Leider konnte ER die hohe Qualität der ersten acht Staffeln nicht dauerhaft halten. Schaut man sich heute noch mal Folgen aus den frühen Staffeln an und davor oder danach welche aus den aktuelleren, ist es fast, als schaue man zwei verschiedene Serien. Und das liegt nicht nur - wenn auch zu einem großen Teil - daran, dass zwischen der achten und der 15. Staffel die komplette Hauptdarstellerriege ausgetauscht wurde. Es beginnt im Grunde schon damit, dass der alte Vorspann, der perfekt auf die Atmosphäre der Serie einstimmte, irgendwann gegen ein nichtssagendes kurzes Intro ersetzt wurde. Es geht weiter mit der langsameren Erzählweise, wo meistens nicht mehr Dutzende Patienten pro Folge in den ER geschoben wurden, sondern meist nur noch eine Handvoll. Der Fokus verschob sich immer mehr auf das Privat- und Liebesleben der Hauptfiguren, die Patienten wurden oft fast zu Staffage. Spätestens nachdem die neuen Ärzte immer jünger und cooler wurden, hatte man das Gefühl, nur noch einen Abklatsch der inzwischen auch quotenmäßig erfolgreicheren Serie "Grey's Anatomy" zu sehen - was eine Schande ist, wenn man doch bedenkt, dass diese Serie ohne den Erfolg von ER nie möglich gewesen wäre.

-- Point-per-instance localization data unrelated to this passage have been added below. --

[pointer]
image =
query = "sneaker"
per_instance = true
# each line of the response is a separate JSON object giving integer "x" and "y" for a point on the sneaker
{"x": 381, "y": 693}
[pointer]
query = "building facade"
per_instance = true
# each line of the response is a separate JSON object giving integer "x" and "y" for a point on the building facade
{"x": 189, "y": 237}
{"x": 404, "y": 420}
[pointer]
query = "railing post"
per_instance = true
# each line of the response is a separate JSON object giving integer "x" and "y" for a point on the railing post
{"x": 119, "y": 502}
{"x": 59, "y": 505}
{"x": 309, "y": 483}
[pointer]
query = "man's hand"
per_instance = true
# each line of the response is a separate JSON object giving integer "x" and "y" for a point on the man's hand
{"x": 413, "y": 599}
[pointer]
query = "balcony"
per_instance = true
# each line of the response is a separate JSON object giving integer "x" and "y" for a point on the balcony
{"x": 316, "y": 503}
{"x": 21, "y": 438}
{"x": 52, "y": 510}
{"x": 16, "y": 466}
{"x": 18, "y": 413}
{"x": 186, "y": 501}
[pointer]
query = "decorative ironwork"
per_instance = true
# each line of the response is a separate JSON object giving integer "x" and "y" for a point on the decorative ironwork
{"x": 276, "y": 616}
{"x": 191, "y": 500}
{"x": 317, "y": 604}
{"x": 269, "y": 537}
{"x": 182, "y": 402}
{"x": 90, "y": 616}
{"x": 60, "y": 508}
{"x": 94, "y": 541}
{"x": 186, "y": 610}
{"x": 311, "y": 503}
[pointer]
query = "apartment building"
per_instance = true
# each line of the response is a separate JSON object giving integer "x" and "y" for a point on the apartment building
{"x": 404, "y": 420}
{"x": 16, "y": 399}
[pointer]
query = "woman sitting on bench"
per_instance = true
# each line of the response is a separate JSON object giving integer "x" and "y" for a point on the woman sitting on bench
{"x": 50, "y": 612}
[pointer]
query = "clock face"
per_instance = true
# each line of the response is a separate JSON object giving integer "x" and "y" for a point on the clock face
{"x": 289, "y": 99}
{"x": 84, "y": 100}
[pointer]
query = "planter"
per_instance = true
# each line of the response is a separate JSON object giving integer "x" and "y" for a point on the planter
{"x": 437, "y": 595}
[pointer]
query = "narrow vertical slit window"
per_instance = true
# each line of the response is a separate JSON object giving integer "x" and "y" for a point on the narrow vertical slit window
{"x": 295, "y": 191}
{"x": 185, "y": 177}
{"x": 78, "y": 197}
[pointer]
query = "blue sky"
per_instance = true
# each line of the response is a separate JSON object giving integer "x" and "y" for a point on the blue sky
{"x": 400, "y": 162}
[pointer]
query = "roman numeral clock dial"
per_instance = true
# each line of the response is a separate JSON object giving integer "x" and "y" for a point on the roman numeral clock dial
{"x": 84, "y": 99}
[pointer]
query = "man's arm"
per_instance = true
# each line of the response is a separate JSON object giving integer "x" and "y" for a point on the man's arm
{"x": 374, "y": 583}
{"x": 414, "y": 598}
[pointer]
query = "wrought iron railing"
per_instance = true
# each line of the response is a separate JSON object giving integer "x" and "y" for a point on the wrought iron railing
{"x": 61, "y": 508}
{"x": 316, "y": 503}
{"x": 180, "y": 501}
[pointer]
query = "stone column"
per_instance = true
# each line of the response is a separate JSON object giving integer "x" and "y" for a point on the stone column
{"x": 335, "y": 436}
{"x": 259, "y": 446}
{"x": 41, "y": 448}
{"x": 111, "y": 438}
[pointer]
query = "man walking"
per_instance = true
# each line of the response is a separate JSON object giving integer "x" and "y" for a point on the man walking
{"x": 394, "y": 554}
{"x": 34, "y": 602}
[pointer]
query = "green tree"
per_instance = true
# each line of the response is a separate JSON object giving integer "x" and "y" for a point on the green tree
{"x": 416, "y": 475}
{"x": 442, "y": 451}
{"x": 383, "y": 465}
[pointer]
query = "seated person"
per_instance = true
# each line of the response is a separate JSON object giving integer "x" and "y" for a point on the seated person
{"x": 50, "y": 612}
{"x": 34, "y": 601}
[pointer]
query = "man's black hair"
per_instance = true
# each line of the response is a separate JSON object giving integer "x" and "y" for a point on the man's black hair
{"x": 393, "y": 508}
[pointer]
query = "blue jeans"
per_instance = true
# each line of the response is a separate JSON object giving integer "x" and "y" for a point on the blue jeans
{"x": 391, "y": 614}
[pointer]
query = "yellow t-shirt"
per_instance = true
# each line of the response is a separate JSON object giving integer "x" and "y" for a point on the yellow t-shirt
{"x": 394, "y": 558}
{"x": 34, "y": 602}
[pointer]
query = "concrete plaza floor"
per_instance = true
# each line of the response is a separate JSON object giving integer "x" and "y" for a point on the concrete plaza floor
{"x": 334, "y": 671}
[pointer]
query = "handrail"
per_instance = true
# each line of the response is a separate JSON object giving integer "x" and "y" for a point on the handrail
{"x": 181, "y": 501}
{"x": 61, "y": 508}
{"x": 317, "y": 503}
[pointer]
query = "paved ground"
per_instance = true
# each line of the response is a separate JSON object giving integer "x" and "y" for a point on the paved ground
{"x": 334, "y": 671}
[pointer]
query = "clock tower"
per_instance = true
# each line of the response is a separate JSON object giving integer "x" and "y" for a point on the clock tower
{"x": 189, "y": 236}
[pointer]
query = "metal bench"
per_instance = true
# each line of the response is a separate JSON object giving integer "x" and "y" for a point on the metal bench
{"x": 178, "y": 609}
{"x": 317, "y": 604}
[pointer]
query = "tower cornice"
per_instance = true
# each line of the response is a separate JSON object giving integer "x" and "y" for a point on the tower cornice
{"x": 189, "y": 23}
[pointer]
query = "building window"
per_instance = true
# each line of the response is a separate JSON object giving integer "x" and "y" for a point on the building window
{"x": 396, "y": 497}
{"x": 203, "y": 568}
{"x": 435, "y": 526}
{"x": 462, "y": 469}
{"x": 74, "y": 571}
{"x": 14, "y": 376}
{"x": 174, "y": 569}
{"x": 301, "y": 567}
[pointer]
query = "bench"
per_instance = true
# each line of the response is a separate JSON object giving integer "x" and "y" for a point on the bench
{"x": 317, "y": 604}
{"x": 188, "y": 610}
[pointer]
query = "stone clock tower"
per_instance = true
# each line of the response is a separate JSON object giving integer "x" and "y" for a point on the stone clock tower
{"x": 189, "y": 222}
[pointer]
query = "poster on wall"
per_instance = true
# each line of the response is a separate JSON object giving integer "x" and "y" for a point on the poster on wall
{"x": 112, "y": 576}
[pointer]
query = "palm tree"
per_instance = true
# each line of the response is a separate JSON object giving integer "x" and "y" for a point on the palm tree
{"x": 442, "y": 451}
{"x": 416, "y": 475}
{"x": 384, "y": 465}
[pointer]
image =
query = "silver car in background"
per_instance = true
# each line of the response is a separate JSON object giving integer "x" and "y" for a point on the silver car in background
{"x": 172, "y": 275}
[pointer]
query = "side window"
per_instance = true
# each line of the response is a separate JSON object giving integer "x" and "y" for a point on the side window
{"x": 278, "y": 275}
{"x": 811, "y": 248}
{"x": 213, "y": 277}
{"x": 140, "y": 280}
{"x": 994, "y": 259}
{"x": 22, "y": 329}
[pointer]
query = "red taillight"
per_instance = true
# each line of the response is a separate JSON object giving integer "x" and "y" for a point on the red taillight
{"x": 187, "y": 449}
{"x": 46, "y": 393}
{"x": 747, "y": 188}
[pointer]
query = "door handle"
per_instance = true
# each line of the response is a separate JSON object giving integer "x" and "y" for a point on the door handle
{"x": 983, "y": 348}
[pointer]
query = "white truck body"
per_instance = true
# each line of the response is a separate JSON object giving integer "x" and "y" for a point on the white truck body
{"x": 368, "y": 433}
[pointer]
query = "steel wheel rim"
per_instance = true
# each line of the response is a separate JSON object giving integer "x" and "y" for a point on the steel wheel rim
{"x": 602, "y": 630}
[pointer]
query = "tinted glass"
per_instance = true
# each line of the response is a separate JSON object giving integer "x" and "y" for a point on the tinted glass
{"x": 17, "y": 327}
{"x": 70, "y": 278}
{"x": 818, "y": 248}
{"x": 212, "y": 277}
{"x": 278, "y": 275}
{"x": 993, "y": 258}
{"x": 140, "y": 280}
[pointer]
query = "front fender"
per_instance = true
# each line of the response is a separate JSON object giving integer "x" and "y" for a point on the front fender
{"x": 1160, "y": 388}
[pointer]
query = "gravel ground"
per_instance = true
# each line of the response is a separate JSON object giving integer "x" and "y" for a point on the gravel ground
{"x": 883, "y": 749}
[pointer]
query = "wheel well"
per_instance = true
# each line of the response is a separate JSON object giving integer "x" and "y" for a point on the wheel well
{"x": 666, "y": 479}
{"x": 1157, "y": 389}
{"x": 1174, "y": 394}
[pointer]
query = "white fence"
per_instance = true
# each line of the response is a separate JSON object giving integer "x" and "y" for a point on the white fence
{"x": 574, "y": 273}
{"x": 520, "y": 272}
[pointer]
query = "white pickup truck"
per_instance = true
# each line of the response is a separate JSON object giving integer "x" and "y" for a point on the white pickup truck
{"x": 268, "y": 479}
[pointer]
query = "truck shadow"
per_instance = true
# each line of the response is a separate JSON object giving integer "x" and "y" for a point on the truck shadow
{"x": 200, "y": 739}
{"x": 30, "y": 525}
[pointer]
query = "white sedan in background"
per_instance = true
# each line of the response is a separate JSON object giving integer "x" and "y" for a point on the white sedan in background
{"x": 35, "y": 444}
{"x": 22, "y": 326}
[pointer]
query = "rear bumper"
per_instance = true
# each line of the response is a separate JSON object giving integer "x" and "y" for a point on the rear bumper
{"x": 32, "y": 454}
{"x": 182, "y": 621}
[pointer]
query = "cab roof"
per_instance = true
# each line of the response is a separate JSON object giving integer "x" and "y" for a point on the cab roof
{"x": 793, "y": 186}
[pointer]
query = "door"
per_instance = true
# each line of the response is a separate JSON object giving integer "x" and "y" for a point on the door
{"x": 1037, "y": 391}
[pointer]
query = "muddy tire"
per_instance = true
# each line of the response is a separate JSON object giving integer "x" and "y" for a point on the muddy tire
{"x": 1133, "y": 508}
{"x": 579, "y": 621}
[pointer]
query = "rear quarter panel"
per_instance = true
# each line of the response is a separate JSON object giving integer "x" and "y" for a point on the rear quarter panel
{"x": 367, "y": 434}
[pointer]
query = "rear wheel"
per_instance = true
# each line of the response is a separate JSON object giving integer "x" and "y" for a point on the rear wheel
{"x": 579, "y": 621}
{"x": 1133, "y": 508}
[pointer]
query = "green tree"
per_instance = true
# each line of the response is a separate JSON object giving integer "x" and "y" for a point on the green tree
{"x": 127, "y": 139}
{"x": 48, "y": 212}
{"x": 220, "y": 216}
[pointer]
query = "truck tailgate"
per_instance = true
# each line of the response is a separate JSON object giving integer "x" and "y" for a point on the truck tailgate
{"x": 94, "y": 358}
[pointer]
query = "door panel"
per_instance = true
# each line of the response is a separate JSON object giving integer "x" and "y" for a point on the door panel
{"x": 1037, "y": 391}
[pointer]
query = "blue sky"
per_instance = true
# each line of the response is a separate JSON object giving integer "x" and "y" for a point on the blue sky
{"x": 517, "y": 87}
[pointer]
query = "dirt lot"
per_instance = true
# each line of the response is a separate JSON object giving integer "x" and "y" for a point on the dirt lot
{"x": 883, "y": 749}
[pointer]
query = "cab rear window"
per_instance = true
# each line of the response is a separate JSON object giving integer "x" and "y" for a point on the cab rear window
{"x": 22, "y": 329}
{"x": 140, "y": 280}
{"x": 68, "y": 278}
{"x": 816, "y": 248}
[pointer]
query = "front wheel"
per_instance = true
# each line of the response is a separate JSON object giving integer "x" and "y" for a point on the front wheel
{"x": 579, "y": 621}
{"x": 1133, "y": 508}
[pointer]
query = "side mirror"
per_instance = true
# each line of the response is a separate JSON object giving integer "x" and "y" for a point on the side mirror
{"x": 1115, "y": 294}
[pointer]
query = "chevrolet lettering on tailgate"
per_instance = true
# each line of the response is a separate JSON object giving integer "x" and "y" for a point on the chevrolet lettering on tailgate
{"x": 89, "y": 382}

In der letzten Staffel gab es zumindest ein Wiedersehen mit einigen schmerhaft vermissten Charakteren. Nicht nur Noah Wyle durfte für die letzten Folgen noch einmal in seine Glanzrolle als Dr. Carter schlüpfen, auch einige Ehemalige, mit denen zum Teil niemand mehr gerechnet hatte - darunter der schon längst verstrorbene Dr. Greene (Anthony Edwards) sowie Superstar George Clooney als Dr. Ross mit seiner Filmehefrau Carol (Juliana Marguilies) - wurden für jeweils ein oder zwei Folgen noch einmal in die Handlung eingebaut. Die letzte Folge fand ich relativ schwach. Zwar tauchen noch einmal eine ganze Reihe alter Gesichter auf, die aber abgesehen von Carter nicht besonders viel zu tun bekommen. Mit dem Auftauchen von Dr. Greenes erwachsen gewordener Tochter Rachel, die nun ebenfalls Medizin studieren will und sich am County bewirbt, schließt sich der Kreis, und einige Szenen der Abschlussepisode erinnern stark an den Pilotfilm. Dafür werden viele Handlungsstränge einfach offen gelassen (Kommen Sam und Gates wieder zusammen? Neela und Ray?), anders als in John Wells' anderer grandisoser Serie "Third Watch" passiert auch nichts Spektakuläres, kommt keine richtige Abschiedsstimmung auf.

Nun ist ER endgültig Geschichte und obwohl man in den letzten Jahren das Gefühl hatte, sie wäre das schon seit längerem, so ist es insgesamt doch eine stolze Geschichte. 
geschrieben von herrhase ( Medien ) :: Kommentare (3) :: Permalink :: Trackbacks (0)

Third Watch war wohl sicherlich drei Staffeln eine unterhaltsame Serie, aber "grandios" geht mir deutlich zu weit. Da hatte ER in punkto Charakteren aber mehr zu bieten.

Im Übrigen finde ich, dass der Handlungsstrang Neela und Ray sehr wohl abgeschlossen wird. Sie zieht nach Louisiana zu Ray, dann gibt es später noch diese Webcam-Übertragung, in der klargestellt wird, dass die beiden jetzt zusammenleben. Für mich war das ein schönes Happy End und eins, das ich mir sehr für die beiden Figuren gewünscht hatte.

Kommentiert von Olsen (24.08.2009 19:06)

Mir war nicht klar, dass diese kurze Webcam-Szene bedeuten soll, dass die beiden nun zusammen sind. In der imdb stellte auch jemand dieselbe Frage. War wohl einfach zu subtil für mich und einige andere. Trotzdem verstehe ich nicht, warum man diesen Handlungsstrang so am Rande abgearbeitet hat. 20 Sekunden per Webcam? Neela war zum Schluss ja immerhin eine der Figuren, die am längsten dabei waren.

Kommentiert von Herr Hase (25.08.2009 19:57)

Ja gut, aber schon allein, als sie verkündet, nach Louisiana zu gehen, müsste doch dem Durchschnittszuschauer klar sein, dass sie zu Ray will. Oder nicht?

Naja, macht nichts. Für mich war die Sache jedenfalls eindeutig.